= Betty Medsger =

American journalist

Betty Medsger is the former chair of the Department of Journalism and Professor Emerita at San Francisco State University.

==Early life==
Betty Medsger was born in Johnstown, Pennsylvania, on March 14, 1942, to Alice and Richard Medsger. She obtained a degree from Grove City College in 1964. She obtained a degree from San Francisco State University in 1982.

==Career==
1964-1966, Medsger was a reporter for The Tribune-Democrat. 1967, Medsger was a medical writer for Temple University. 1967-1969, Medsger was a reporter for Philadelphia Bulletin. 1970-1973, Medsger was a reporter for The Washington Post.

During the 1971 Muhammad Ali - Joe Frazier heavyweight fight, eight burglars stole files from the FBI office in Media, Pennsylvania.
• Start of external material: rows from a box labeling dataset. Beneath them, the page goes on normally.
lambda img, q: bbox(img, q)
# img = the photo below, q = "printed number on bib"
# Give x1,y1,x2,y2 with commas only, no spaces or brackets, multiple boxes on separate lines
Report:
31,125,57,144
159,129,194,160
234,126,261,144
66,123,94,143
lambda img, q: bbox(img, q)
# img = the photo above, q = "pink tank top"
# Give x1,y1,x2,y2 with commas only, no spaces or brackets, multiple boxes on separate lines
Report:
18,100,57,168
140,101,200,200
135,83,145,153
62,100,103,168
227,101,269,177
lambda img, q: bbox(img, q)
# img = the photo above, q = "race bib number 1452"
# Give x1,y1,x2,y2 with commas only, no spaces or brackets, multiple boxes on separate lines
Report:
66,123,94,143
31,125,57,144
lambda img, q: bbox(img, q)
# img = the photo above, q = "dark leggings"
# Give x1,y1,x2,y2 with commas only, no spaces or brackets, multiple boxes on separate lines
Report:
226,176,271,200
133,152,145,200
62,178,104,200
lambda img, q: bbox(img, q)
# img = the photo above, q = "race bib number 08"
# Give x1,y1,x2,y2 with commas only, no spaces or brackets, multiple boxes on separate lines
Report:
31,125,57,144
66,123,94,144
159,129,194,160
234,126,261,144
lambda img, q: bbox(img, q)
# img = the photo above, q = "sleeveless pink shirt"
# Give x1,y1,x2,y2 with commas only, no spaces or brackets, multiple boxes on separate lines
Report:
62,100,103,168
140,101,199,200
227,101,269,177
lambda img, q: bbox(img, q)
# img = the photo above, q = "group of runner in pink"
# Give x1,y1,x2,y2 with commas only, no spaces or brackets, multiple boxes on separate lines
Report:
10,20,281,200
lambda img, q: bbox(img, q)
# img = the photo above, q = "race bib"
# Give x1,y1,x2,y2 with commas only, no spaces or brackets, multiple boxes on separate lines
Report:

In 1971, Medsger, a Washington Post investigative reporter, was a recipient of the FBI files stolen from Media, Pennsylvania.

Medsger worked with The Freedom Forum on A Study of Journalism Education.

==Works==
Medsger is the author of several books, including The Burglary: The Discovery of J. Edgar Hoover's Secret FBI. Medsger was instrumental in uncovering the work of COINTELPRO and secret activities by the FBI.

==Personal life==
Betty Medsger was married to Ben Bagdikian. Betty Medsger married John T. Racanelli.